The scene decomposition phase employs a contrastive loss: \(\mathcal{L} = \sum_\mathbf{I} \sum_\mathbf{M} \sum_\mathbf{p} (1-2\mathbf{M}(\mathbf{p})) \max(\langle \hat{\mathbf{f}}_\mathbf{M}, \mathbf{F}_\mathbf{I}(\mathbf{p}) \rangle, 0)\). The semantic representation construction phase does not require additional training and is purely post-processing.

Key Experimental Results

Main Results: LERF-OVS Dataset (3D mIoU %)

Method Type Figurines Teatime Ramen Waldo Kitchen Mean
SAGA 3D 36.2 19.3 53.1 14.4 30.7
LangSplat 3D 25.9 35.6 29.3 33.5 31.1
OpenGaussian 3D 61.1 59.1 29.2 31.9 45.3
SuperGSeg* 3D 43.7 55.3 18.1 26.7 35.9
LaGa 3D 64.1 70.9 55.6 65.6 64.0
N2F2 2D 47.0 69.2 56.6 47.9 54.4
OccamLGS* 2D 58.6 70.2 51.0 65.3 61.3

Cross-Dataset Validation

Dataset Metric OpenGaussian LaGa
3D-OVS mIoU 95.3
ScanNet (19 Classes) mIoU / mAcc 24.7 / 41.5 32.5 / 49.1
ScanNet (15 Classes) mIoU / mAcc 30.1 / 48.3 35.5 / 53.5
ScanNet (10 Classes) mIoU / mAcc 38.3 / 55.2 42.6 / 63.2

Key Findings

  • LaGa outperforms all 3D methods in 3D understanding by +18.7% mIoU, and even surpasses the best 2D method (OccamLGS 61.3 \(\rightarrow\) LaGa 64.0), marking the first time a 3D method beats 2D methods on this benchmark.
  • The Waldo Kitchen scene shows the largest improvement (31.9 \(\rightarrow\) 65.6) due to the abundance of objects and massive viewpoint variations, where OpenGaussian's rigid feature assignment fails severely.
  • The improvement on 3D-OVS is limited (95.3%) because forward-facing scenes and fewer objects make the view-dependent semantics problem less prominent.
  • It also outperforms OpenGaussian on ScanNet, validating its generalizable capacity to large-scale scenes.

Highlights & Insights

  • The discovery and quantitative validation of the "view-dependent semantics" problem is a core contribution—providing strong evidence through two analytical experiments, which makes the paper highly convincing at the problem formulation level.
  • The method itself is a post-processing workflow (scene decomposition + clustering + weighting) that does not modify the 3D-GS training or inference pipelines, making it both simple and practical.
  • The insight that contrastive learning-based scene decomposition is unaffected by view-dependent semantics—recognizing that low-level segmentation is stable across views while high-level semantics is not—presents a hierarchical thinking that can be transferred to other 3D understanding tasks.

Limitations & Future Work

  • Scene decomposition relies on the quality of 2D masks from SAM; extreme occlusion or transparent objects may cause failure.
  • The clustering step is an offline post-processing procedure, which does not support online updates for new views or new objects.
  • Different objects with highly similar appearances (e.g., a row of identical cups) might be incorrectly grouped together.
  • Performance on large-scale outdoor scenes and dynamic scenes has not been verified.
  • vs OpenGaussian: The key difference is that OpenGaussian uses rules to select representative views to assign a single CLIP feature to each Gaussian, ignoring multi-view information.
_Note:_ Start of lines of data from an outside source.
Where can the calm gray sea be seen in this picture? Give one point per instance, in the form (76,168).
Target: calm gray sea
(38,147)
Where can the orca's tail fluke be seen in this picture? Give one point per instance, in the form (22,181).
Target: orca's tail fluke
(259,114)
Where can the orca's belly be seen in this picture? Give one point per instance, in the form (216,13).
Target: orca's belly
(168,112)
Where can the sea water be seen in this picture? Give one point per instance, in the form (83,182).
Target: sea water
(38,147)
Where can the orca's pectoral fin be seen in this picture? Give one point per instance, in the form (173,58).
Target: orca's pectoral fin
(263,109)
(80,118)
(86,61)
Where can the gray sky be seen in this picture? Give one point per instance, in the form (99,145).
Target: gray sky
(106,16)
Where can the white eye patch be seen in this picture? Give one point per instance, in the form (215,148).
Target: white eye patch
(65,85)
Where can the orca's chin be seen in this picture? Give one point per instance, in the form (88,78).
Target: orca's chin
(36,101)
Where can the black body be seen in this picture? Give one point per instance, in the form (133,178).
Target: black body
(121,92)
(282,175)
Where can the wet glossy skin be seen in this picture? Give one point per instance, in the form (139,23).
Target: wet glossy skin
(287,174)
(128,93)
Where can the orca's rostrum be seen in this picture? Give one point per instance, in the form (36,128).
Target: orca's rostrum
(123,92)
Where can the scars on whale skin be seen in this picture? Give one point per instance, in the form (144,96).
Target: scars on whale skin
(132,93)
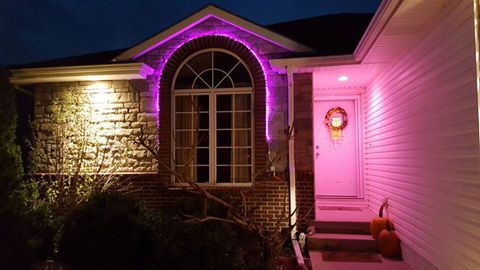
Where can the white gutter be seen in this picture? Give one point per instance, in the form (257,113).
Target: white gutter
(291,149)
(129,71)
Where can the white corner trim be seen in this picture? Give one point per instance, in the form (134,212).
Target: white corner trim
(202,15)
(129,71)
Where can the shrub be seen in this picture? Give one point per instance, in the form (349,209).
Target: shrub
(108,232)
(209,245)
(26,236)
(11,169)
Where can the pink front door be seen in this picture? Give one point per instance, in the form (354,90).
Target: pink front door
(336,155)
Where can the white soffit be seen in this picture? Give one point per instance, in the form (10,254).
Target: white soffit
(129,71)
(394,26)
(202,15)
(410,19)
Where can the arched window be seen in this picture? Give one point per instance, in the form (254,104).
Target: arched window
(213,118)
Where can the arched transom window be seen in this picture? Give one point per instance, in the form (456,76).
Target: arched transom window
(213,119)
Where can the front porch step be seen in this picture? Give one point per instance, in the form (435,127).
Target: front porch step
(342,242)
(318,263)
(345,227)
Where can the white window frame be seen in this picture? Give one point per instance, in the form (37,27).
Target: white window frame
(212,93)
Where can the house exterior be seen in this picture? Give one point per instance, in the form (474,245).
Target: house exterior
(396,117)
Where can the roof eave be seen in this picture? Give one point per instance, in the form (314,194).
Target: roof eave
(382,16)
(129,71)
(202,15)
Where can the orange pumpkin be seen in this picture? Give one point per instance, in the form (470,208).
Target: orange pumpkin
(388,242)
(380,223)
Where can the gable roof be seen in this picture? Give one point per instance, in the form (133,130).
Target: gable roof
(211,11)
(335,34)
(97,58)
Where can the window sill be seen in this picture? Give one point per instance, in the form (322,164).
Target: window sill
(211,186)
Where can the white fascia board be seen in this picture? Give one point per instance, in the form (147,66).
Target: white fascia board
(384,13)
(129,71)
(201,16)
(317,61)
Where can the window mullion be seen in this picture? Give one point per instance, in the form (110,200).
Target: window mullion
(233,140)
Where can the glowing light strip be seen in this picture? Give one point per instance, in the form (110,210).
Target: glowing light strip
(477,54)
(262,65)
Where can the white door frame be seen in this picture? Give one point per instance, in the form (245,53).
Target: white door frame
(359,142)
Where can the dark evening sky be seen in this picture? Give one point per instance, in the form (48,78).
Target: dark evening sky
(34,30)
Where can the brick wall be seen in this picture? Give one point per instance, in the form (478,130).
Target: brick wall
(304,143)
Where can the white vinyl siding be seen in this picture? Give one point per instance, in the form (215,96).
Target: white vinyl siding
(421,144)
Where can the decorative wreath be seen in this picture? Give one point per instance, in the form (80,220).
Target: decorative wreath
(330,113)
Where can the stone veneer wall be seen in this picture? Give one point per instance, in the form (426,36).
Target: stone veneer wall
(132,104)
(303,85)
(114,118)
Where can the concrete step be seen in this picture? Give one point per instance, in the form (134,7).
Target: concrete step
(318,263)
(346,227)
(342,242)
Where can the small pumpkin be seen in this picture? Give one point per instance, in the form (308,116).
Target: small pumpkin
(389,243)
(379,223)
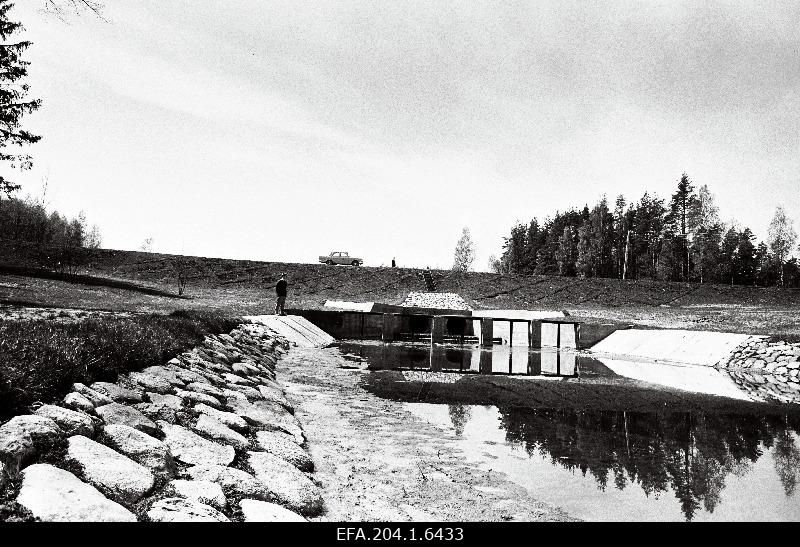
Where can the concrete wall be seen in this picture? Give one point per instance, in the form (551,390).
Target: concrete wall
(678,346)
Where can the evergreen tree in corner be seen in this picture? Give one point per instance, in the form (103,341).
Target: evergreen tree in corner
(679,219)
(13,102)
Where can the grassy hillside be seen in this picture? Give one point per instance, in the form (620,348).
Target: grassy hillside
(240,286)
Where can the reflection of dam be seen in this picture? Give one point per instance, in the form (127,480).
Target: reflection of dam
(546,378)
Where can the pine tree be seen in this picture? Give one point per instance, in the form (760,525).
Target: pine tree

LaGa utilizes clustering + weighting to preserve multi-view semantics.
  • vs LangSplat/N2F2: These methods rely on rendering 2D feature maps, which yield good 2D results but poor 3D results. LaGa operates directly in 3D space, outperforming 2D methods in 3D understanding for the first time.
  • Insights: The view-dependent semantics problem also exists in other 3D representations like NeRFs and point clouds; the clustering + re-weighting strategy is generic and broadly applicable.

Rating

  • Novelty: ⭐⭐⭐⭐⭐ The discovery and analysis of the view-dependent semantics problem is an original contribution.
  • Experimental Thoroughness: ⭐⭐⭐⭐ Validation across three datasets plus quantitative analysis.
  • Writing Quality: ⭐⭐⭐⭐⭐ Clear logical chain of problem motivation \(\rightarrow\) methodology \(\rightarrow\) experiments.
  • Value: ⭐⭐⭐⭐⭐ A +18.7% mIoU improvement proves that addressing view-dependent semantics is a critical bottleneck in 3D understanding.